# Gonna fix a little stew this evening



## Downtime2 (Sep 27, 2007)

Gonna make a pot of soup around 4 or 5 this evening. Welcome to drop by and have a drink and shoot the shit........


----------



## Downtime2 (Sep 27, 2007)

I can blacken some to go with it.....


----------



## Downtime2 (Sep 27, 2007)

Damn....blackend wahoo and stew......sounds very good to me.....


----------



## Russian (Jan 13, 2009)

Dang, sounds awesome, if I wasnt stuck in the ATL airport I would be all about it. Seems to be the story always busy whenever anything is going on. Headed back to Michigan for a week to see everyone and do some fishing im sure.

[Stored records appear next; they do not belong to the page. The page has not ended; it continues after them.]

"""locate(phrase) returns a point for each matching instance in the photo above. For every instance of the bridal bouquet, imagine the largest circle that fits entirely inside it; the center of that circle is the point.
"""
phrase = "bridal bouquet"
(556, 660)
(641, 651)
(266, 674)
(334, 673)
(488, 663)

Was supposed to be there 11:30AM this morning doesnt look like im getting out of here until 3 or 5 whichever flight I can get on. Have fun and enjoy. Hope this storm gets the hell out of here by the time I get back.


----------



## Downtime2 (Sep 27, 2007)

Can't fish....might as well eat good......


----------



## lobsterman (Sep 30, 2007)

Do you have a spot to park my row boat. It is monsooning down on this end of the county.


----------



## Downtime2 (Sep 27, 2007)

You bring it.....I'll park it.....


----------